Phrenic nerve injury in atrial fibrillation ablation using balloon catheters: Incidence, characteristics and clinical recovery course.

2020 
AIMS: Systematic data on phrenic nerve palsy (PNP) associated with contemporary balloon ablation techniques (cryoballoon, CBA, vs. laserballoon, LBA) is sparse.
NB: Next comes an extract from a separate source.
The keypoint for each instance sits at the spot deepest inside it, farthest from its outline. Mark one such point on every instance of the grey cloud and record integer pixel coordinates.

We aimed to investigate the incidence, characteristics and clinical recovery course in patients with PNP who underwent CBA or LBA. METHODS AND RESULTS: A total of 2433 consecutive patients who underwent balloon-based pulmonary vein isolation (CBA: n = 1720, LBA: n = 713) were retrospectively identified. PNP was classified into 1) transient (recovery before discharge) or 2) persistent (within 6 months, 6-12 months, more than 12 months) according to clinical recovery course. In general, PNP occurred significantly more often in CBA 71/1720 (4.2%) than LBA 11/713 (1.5%) (P = 0.003). The rate of transient PNP was significantly higher in CBA (3.0%, n = 45) than LBA (0.1%, n = 1, P = 0.004). The rate of persistent PNP did not significantly differ between two groups (CBA: 1.2% vs. LBA: 1.4%, P = 0.89). The rate of persistent PNP which recovered within 6 months was similar (CBA: 17.4% vs. LBA 18.2%, P =1.000). However, the rates of persistent PNP which recovered 6-12 months (CBA: 2.9% vs. LBA 27.3%, P = 0.0171) and more than after 12 months (CBA: 7.3% vs. LBA 45.5%, P = 0.0034) were significantly higher in LBA. CONCLUSION: PNP occurred more often in CBA than LBA, however, the majority of PNP in CBA was transient whereas the majority of PNP in LBA was persistent. Either balloon technology is not superior in terms of long-term PNP. This article is protected by copyright. All rights reserved.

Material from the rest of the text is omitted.